Nisarg said:
...what worries me about the sheer amount of money and energy WoTC is investing in this baby is that it could very well flop miserably, causing a huge amount of damage to WoTC. I am left to wonder if the amount they are investing in Eberron is an amount they could afford to throw away, or if they've crossed some "point of no return" with it, so that if Eberron fails the results might be disasterous?
I sincerely doubt they need to worry, based on the fan reaction I've seen so far. I could be wrong, but for the bookstores I've seen, It's selling pretty regularly. I myself have bought the first two products for it, and I've RARELY done that with a new setting within its month of release. I also intend on buying the next two products, because they are interesting the heck out of me (vampire's blade and the Sharn Source Book).

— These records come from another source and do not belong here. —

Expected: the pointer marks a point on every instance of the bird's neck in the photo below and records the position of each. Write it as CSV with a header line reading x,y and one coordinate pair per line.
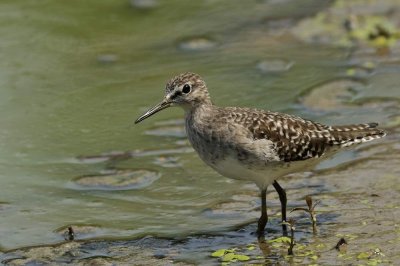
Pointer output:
x,y
200,109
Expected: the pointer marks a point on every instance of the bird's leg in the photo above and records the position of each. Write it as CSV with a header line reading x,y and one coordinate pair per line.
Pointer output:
x,y
283,200
262,222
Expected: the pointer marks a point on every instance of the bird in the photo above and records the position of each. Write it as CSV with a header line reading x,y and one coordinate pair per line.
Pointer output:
x,y
252,144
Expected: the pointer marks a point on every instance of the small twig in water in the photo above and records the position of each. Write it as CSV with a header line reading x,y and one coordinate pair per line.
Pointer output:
x,y
341,245
69,234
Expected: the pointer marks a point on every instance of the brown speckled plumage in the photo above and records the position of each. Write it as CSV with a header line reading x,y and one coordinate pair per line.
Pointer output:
x,y
256,145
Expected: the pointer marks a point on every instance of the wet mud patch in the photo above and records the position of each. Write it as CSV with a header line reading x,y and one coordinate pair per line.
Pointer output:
x,y
331,95
78,232
167,161
199,43
117,179
274,66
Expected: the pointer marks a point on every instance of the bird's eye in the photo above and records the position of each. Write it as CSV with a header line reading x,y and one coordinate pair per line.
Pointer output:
x,y
186,88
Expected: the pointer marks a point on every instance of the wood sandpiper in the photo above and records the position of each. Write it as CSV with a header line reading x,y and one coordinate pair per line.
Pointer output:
x,y
256,145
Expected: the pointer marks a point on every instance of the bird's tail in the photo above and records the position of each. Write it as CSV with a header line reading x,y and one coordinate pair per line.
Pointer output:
x,y
352,134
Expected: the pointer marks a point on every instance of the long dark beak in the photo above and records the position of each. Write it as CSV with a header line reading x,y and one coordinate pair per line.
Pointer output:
x,y
162,105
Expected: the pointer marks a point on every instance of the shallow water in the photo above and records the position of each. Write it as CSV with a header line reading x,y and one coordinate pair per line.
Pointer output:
x,y
74,77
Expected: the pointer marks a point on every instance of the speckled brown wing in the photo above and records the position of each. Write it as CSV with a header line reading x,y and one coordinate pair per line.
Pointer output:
x,y
296,139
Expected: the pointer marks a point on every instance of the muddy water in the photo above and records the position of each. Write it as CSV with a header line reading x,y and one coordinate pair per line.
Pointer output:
x,y
74,78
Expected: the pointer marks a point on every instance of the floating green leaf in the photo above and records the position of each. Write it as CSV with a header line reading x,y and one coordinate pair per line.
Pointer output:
x,y
219,253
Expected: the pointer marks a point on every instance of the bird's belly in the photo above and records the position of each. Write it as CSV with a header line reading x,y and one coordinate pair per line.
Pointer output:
x,y
233,168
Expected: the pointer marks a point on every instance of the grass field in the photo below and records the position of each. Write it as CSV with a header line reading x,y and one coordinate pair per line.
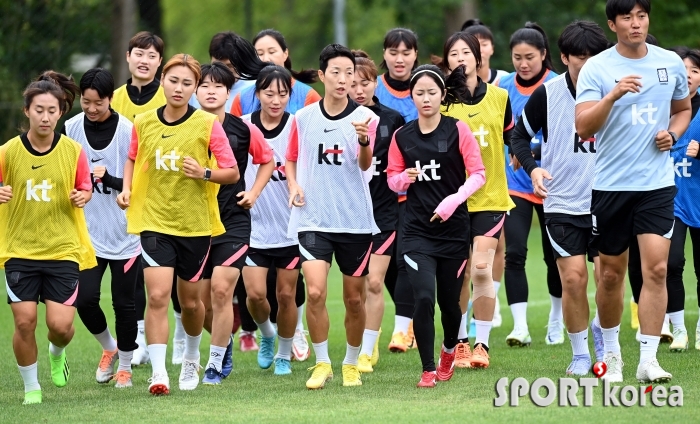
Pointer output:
x,y
387,395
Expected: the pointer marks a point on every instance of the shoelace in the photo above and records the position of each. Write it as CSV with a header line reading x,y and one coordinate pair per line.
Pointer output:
x,y
105,362
190,370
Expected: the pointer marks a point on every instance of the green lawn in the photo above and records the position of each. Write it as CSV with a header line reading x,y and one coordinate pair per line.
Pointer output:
x,y
388,395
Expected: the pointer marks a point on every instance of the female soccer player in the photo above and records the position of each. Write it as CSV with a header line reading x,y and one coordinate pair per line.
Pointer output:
x,y
485,108
399,60
105,137
384,202
271,47
269,245
44,184
141,93
430,158
565,181
173,207
485,36
533,66
685,154
229,250
329,152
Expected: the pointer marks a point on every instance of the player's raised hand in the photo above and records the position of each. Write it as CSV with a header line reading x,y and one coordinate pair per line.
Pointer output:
x,y
412,174
362,130
538,176
664,141
5,194
123,199
628,84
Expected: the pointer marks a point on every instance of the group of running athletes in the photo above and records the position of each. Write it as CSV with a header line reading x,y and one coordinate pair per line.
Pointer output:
x,y
423,179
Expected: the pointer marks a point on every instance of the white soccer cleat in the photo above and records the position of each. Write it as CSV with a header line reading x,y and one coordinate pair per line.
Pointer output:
x,y
651,372
614,364
497,318
178,351
300,346
140,356
189,374
555,333
680,340
519,337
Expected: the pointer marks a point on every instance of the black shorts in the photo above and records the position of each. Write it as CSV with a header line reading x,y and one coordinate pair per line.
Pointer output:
x,y
352,251
486,224
278,257
620,215
34,281
187,255
571,235
383,243
225,254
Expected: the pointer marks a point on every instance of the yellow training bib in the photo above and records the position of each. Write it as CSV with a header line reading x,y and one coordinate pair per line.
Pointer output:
x,y
40,222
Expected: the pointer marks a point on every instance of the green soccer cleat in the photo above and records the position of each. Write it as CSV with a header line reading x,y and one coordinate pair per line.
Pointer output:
x,y
32,397
59,369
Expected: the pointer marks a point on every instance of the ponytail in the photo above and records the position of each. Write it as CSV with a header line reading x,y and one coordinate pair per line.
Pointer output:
x,y
62,87
535,36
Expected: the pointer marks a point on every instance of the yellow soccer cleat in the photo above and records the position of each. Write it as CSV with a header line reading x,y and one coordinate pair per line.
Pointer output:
x,y
322,372
351,376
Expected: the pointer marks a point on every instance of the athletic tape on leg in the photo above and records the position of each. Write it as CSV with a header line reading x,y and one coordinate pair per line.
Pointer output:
x,y
482,278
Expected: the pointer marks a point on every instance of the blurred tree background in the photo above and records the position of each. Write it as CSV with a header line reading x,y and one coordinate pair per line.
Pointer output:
x,y
74,35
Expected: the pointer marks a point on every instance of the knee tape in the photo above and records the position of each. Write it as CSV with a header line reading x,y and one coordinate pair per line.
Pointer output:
x,y
482,278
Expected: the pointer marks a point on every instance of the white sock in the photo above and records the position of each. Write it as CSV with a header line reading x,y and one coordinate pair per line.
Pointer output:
x,y
266,328
579,342
351,355
369,338
179,329
596,320
401,324
55,350
519,311
555,313
678,319
216,357
157,355
321,352
192,347
106,340
611,339
125,360
284,348
30,377
300,318
463,327
647,347
483,329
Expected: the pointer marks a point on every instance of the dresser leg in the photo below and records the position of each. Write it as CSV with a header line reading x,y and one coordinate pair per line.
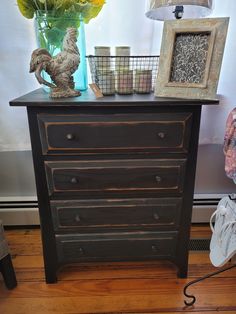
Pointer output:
x,y
51,277
8,272
183,271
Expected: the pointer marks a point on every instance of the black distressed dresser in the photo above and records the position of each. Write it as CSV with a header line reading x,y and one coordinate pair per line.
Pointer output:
x,y
114,176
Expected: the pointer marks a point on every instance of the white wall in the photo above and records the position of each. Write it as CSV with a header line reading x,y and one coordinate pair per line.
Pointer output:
x,y
120,23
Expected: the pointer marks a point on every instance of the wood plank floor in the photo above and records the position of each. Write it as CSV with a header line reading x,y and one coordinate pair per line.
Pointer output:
x,y
143,287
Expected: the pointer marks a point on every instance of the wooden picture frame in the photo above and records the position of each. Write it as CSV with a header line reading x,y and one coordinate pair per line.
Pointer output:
x,y
191,57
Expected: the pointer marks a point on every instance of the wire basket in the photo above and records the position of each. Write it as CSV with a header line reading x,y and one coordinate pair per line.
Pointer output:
x,y
124,74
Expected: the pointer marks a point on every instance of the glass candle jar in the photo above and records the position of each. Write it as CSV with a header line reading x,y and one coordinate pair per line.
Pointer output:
x,y
103,60
122,58
125,82
143,81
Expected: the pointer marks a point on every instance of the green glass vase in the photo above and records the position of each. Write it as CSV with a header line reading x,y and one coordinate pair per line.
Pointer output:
x,y
50,31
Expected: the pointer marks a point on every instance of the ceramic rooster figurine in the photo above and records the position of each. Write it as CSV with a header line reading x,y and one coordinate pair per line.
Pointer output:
x,y
60,68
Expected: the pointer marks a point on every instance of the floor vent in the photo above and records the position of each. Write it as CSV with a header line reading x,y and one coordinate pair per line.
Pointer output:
x,y
199,244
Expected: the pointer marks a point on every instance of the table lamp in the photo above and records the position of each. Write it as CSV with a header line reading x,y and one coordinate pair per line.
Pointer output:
x,y
171,9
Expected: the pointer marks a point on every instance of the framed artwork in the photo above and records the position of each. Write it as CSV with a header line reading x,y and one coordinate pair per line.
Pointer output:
x,y
191,57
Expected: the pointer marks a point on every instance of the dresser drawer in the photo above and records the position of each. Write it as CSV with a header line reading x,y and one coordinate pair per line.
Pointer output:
x,y
117,133
128,177
115,246
163,213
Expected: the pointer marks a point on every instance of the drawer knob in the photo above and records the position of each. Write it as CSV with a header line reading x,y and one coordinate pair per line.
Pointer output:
x,y
74,180
70,136
77,218
161,135
156,216
81,251
154,248
158,179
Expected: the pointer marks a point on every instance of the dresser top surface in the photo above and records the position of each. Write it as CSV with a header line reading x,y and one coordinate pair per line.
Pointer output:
x,y
40,98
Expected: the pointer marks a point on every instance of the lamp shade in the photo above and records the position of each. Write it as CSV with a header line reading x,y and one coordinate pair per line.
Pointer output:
x,y
163,9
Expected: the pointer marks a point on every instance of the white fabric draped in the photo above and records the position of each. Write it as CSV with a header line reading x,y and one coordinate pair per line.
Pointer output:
x,y
121,22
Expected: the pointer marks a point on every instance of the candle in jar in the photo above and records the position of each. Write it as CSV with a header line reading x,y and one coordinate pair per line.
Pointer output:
x,y
143,81
122,58
125,82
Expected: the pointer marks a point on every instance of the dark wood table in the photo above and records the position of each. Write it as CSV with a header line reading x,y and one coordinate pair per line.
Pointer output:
x,y
114,176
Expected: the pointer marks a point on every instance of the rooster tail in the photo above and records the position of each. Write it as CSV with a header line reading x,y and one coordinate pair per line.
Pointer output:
x,y
69,41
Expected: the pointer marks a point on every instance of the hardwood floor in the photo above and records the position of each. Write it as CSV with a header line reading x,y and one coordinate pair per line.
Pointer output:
x,y
144,287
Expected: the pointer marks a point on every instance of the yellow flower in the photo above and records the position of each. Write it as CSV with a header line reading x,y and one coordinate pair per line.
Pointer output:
x,y
97,2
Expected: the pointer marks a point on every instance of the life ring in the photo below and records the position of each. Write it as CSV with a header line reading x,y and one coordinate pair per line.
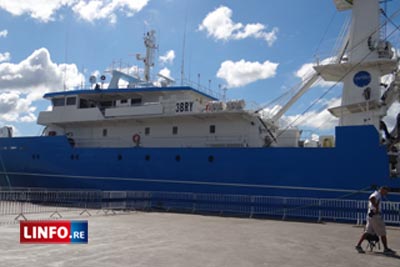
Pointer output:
x,y
136,139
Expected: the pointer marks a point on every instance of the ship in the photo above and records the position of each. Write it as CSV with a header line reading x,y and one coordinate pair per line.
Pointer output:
x,y
146,136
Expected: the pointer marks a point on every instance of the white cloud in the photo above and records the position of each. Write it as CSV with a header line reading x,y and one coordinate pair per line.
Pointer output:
x,y
219,25
168,57
38,72
42,10
242,72
165,72
3,33
5,56
96,9
25,82
89,10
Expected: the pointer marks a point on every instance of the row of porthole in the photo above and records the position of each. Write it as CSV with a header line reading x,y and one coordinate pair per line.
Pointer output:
x,y
177,158
119,157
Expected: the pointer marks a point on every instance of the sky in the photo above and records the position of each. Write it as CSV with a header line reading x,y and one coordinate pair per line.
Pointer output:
x,y
257,50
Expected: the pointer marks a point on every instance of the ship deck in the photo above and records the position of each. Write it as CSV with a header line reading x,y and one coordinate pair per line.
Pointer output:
x,y
167,239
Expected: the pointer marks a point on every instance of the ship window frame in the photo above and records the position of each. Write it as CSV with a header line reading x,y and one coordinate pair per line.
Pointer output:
x,y
70,101
212,129
136,101
58,102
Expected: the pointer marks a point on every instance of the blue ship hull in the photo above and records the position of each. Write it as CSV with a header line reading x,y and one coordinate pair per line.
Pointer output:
x,y
350,169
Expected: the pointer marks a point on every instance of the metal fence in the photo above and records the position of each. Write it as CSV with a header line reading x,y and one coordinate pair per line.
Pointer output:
x,y
24,205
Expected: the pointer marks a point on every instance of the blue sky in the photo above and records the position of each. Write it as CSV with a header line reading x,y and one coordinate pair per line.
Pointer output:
x,y
254,48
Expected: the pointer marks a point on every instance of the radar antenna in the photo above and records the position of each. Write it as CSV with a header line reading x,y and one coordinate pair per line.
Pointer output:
x,y
148,60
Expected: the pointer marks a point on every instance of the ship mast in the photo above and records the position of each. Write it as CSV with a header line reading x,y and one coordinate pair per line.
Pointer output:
x,y
148,59
367,59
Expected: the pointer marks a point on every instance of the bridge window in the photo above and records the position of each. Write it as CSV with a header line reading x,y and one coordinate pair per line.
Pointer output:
x,y
175,130
212,128
58,102
71,101
136,101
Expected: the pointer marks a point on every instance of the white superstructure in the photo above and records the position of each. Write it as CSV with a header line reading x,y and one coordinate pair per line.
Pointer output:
x,y
144,114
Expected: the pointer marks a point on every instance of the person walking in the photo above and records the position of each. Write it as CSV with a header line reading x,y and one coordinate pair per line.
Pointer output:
x,y
375,223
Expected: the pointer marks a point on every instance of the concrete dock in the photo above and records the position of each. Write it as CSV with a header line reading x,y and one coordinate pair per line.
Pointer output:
x,y
166,239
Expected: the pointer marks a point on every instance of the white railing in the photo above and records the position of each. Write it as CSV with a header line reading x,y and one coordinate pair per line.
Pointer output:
x,y
25,205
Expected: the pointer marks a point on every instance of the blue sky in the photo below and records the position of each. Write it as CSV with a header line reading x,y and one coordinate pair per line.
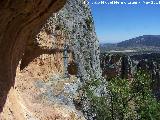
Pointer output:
x,y
116,23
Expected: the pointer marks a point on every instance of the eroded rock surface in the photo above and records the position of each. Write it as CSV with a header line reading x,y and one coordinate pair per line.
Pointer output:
x,y
41,90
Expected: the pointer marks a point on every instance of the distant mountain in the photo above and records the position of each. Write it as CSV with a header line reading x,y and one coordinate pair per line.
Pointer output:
x,y
145,40
143,43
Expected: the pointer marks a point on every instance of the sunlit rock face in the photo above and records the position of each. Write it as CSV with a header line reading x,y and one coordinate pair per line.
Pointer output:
x,y
41,90
20,20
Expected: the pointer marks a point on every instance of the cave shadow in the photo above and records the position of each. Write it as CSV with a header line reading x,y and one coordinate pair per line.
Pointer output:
x,y
33,52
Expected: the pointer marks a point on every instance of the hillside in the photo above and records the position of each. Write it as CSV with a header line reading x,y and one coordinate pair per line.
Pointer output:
x,y
145,40
145,43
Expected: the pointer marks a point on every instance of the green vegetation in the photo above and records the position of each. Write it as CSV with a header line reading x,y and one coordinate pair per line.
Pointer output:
x,y
125,99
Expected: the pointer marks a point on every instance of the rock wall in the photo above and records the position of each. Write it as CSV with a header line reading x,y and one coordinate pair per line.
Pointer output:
x,y
40,82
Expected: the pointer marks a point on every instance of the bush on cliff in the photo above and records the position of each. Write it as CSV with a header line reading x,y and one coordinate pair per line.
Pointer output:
x,y
124,100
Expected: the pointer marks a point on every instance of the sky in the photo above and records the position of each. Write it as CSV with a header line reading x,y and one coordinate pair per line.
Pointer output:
x,y
115,23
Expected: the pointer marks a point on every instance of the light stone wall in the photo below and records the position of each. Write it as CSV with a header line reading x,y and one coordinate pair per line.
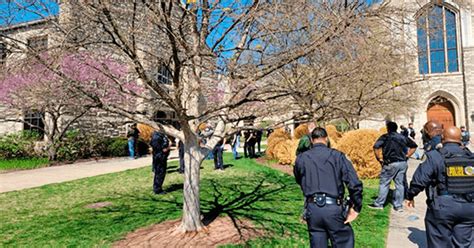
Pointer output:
x,y
448,85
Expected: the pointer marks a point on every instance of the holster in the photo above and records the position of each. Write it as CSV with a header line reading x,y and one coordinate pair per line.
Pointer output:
x,y
346,206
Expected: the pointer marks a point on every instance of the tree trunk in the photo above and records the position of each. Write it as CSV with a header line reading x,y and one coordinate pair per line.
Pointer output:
x,y
52,151
193,158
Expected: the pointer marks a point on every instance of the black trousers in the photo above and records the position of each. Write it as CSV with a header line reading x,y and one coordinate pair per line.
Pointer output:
x,y
449,221
251,150
218,160
328,223
246,149
159,167
181,159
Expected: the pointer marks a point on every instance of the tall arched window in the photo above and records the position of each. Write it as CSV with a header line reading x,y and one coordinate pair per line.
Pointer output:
x,y
437,40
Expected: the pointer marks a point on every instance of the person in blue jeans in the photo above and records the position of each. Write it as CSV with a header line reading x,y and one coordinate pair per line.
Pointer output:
x,y
217,154
132,136
236,145
392,146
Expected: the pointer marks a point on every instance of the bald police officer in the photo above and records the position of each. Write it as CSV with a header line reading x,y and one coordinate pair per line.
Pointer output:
x,y
322,173
450,216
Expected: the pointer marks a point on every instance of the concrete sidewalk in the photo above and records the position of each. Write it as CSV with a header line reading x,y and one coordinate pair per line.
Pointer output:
x,y
18,180
407,229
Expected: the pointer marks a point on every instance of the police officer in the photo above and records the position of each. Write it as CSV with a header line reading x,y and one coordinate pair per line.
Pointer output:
x,y
450,216
396,149
305,142
322,173
181,156
161,149
432,131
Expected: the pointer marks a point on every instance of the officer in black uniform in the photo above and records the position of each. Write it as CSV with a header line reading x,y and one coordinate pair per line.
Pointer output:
x,y
322,173
450,216
161,149
181,156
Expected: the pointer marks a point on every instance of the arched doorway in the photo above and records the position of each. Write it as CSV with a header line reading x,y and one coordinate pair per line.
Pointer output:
x,y
442,110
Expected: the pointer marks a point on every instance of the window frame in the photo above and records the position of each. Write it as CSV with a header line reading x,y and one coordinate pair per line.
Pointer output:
x,y
34,121
38,49
164,75
424,14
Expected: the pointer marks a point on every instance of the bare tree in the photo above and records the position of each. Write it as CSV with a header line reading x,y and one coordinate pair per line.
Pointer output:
x,y
208,61
363,74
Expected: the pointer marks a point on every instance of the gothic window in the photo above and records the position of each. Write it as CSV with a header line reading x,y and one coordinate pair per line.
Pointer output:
x,y
164,75
38,44
437,41
3,53
33,121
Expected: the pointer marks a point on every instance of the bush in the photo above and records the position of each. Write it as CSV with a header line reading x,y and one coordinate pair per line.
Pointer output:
x,y
145,132
358,146
281,147
301,131
279,135
333,134
18,145
116,147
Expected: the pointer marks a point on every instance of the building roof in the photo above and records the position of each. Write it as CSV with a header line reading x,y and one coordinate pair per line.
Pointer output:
x,y
30,24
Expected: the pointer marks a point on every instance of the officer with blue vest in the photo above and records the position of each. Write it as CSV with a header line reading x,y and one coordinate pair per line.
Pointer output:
x,y
450,216
161,150
322,173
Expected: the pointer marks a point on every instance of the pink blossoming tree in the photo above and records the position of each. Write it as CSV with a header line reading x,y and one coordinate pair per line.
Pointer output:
x,y
63,91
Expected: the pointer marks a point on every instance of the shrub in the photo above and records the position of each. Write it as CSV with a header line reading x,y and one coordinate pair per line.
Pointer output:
x,y
18,145
285,151
116,147
333,134
145,132
279,135
301,131
357,145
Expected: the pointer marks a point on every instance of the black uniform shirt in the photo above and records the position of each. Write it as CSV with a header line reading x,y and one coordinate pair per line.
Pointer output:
x,y
393,147
325,170
158,142
432,170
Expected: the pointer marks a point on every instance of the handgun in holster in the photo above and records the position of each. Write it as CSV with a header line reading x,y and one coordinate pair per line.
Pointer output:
x,y
346,206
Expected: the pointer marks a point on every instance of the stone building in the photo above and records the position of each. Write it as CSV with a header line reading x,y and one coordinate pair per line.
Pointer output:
x,y
442,35
42,35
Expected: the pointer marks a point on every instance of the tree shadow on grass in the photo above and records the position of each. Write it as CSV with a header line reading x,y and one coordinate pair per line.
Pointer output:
x,y
266,201
260,200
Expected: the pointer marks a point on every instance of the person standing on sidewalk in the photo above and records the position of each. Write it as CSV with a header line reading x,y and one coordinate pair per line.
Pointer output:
x,y
465,136
132,135
392,146
322,173
181,156
235,145
450,214
161,149
217,152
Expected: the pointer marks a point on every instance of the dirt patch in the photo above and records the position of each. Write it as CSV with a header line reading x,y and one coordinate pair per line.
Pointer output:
x,y
219,232
283,168
99,205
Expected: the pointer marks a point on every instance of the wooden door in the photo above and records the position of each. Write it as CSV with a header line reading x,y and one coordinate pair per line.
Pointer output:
x,y
441,110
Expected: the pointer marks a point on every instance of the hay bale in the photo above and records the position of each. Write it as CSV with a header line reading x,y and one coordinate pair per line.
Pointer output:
x,y
285,151
357,145
278,136
334,135
301,131
145,131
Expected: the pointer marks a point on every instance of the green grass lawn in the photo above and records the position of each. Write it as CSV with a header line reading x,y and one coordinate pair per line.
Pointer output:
x,y
22,164
55,215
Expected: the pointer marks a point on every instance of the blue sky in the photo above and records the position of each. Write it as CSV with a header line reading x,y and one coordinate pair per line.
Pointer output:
x,y
18,11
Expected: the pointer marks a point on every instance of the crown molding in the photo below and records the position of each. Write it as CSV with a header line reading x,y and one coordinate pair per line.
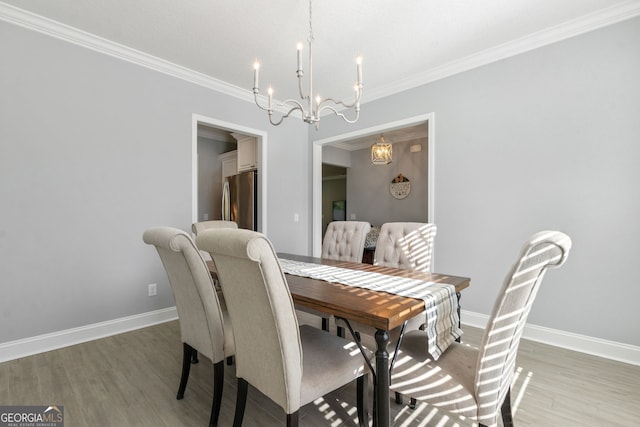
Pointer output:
x,y
572,28
603,18
82,38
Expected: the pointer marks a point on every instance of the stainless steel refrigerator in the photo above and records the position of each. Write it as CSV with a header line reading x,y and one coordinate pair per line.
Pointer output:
x,y
239,201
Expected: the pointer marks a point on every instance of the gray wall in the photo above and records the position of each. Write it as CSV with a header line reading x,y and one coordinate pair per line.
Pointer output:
x,y
368,195
94,150
210,177
549,139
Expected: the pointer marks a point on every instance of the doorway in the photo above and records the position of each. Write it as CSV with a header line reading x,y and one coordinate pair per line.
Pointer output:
x,y
261,147
364,137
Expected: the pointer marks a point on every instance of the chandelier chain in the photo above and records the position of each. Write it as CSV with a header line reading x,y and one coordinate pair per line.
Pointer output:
x,y
310,38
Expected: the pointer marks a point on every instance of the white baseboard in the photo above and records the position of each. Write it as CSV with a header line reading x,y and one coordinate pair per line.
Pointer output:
x,y
39,344
47,342
598,347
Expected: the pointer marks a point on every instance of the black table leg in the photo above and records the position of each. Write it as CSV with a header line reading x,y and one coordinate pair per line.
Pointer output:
x,y
459,295
381,391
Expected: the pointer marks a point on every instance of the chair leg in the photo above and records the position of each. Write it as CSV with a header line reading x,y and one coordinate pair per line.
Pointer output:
x,y
412,403
218,382
507,418
363,407
241,402
292,419
187,353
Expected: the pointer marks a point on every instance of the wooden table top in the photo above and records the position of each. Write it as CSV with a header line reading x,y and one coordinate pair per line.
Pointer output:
x,y
380,310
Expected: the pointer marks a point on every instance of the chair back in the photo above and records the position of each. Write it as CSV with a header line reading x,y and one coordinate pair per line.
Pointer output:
x,y
265,326
497,356
344,240
199,310
197,227
407,245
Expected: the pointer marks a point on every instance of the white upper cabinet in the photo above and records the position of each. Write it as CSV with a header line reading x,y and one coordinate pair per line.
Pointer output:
x,y
246,152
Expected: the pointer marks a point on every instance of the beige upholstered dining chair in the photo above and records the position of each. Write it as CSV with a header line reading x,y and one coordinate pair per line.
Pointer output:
x,y
476,383
344,240
197,227
407,245
292,365
204,325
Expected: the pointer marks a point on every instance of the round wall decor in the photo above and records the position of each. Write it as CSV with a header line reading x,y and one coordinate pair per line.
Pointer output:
x,y
400,187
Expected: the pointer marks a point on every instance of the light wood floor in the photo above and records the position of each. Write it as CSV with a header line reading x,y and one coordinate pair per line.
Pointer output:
x,y
131,380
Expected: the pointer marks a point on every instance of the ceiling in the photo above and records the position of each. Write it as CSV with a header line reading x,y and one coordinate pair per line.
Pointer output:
x,y
403,43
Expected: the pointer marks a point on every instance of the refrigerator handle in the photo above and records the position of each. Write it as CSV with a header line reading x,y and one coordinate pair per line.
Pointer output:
x,y
226,213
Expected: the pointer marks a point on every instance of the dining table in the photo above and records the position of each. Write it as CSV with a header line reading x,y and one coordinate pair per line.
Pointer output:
x,y
381,310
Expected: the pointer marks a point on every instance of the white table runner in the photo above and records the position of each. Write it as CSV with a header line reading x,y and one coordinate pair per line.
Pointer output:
x,y
441,302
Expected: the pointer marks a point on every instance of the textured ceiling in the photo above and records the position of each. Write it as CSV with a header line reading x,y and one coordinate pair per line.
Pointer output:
x,y
403,43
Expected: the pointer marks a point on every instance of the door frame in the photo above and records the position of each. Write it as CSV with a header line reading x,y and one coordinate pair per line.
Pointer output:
x,y
316,235
261,160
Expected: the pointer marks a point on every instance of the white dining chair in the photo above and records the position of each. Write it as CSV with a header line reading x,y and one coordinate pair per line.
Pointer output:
x,y
204,323
476,382
292,365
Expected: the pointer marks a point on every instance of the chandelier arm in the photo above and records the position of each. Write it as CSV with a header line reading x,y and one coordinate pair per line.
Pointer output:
x,y
297,106
355,103
255,98
302,95
339,114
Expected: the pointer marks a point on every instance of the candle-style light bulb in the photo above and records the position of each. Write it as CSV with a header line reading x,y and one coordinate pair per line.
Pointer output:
x,y
256,70
299,54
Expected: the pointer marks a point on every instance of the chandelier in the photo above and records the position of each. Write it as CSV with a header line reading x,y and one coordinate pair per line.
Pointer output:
x,y
312,110
381,152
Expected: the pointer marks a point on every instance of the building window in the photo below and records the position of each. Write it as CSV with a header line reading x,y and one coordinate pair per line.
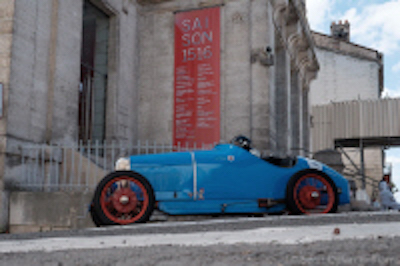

What gets me attracted to the setting? Perhaps it's the visuals so far, and the dynamic of the characters being truly set apart from the rest of the inhabitants of the setting. In fact, there are many things about this setting that actually are similar to Original 1975-1980 Greyhawk in theme. FR wasn't built with NPC commoner and adept and aristocrat classes in mind; Faerun is a fun and vibrant setting (I may know more about FR than any other setting I've been exposed to) but there's a sense of modern-day "lost in the shuffle" that comes with being 1 of a million other characters of your level or higher. Even when you are 20th level, you've got a stable of almost 100 peers in Faerun.
In the Original Greyhawk, there were the elements of:
-- 95% majority of inhabitants were 0-level humans or 1st level demihumans
--great war devastated a quarter of the map (albeit long ago)
--only a handfull of high-level characters
--the PC's are some of the select few who make a difference.
--Gygax and Kuntz and Mentzer, et al gave it an undercurrent of leiber/howard style adventure, and morals were a bit greyer
In Eberron all these elements are in place, plus the elements of low-level D&D magic taken to logical extremes; the malaise of 1920's and 30's US and europe given form in the post-Mournland and post-Last War continent of Khorvaire; and the kind of religious grey and uncertainty that Greyhawk couldn't have without a minor rewrite. Eberron is one of the only TSR settings outside of Planescape where a religious inquisition actually MAKES SENSE to me.
All these things mean it holds promise for this wet-behind-the-ears 33 year-old. (No offense, REG.